Atom (1972) - Minneapolis, Minnesota, USA - DEC 1, 2014
2.3 AROMA 4/10 APPEARANCE 3/5 TASTE 5/10 PALATE 3/5 OVERALL 8/20
Pint can pours a pale golden/yellow with a medium white head. Aroma of simple grain and malt. Taste is sweet bready stale malts with light grassy hop bitterness.
Kinz (3625) - Glen Allen, Virginia, USA - NOV 1, 2014
2.9 AROMA 4/10 APPEARANCE 4/5 TASTE 5/10 PALATE 3/5 OVERALL 13/20
Richmond 21st. Clear yellow, slight head. Aroma was skunky, from a can???, light honey malts, faint floral hops. Flavor matches, sweeter than expected. So-so.
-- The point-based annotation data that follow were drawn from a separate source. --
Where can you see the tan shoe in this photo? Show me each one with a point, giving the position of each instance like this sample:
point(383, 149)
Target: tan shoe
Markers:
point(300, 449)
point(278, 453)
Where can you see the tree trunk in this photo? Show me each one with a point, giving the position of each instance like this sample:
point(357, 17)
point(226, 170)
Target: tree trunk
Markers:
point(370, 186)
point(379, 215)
jackl (6360) - Minneapolis, Minnesota, USA - NOV 1, 2014
1.4 AROMA 3/10 APPEARANCE 1/5 TASTE 3/10 PALATE 2/5 OVERALL 5/20
Bottle pour @ the 21st Richmond Gathering. Light gold with a small head. Nose is junk white bread. Party beads. Taste is similar. Junky plastic and bread. Nasty. Light body, soft carb. Unpleasant.
tia (1476) - Sandston, Virginia, USA - NOV 1, 2014
2.4 AROMA 5/10 APPEARANCE 2/5 TASTE 5/10 PALATE 3/5 OVERALL 9/20
Can @ RG 21. Pale yellow. Metallic aroma with a hint of cereal and citricness. Metallic flavor, too. A tad sweet/sour.
Lash_LaRue (3) - Virginia, USA - OCT 22, 2014 does not count
5 AROMA 10/10 APPEARANCE 5/5 TASTE 10/10 PALATE 5/5 OVERALL 20/20
God DAMMIT I hate this site. All these retarded hipster fuckwads and their fucking shit-tarded Hipsterish bullshit! WTF EVERY SINGLE BEER WITH FIVE STARS IS A FUCKING RUSSIAN IMPERIAL STOUT?!? wHAT THE FLYING FUCK. try a Fucking LAGER, you FUCKS!!!!!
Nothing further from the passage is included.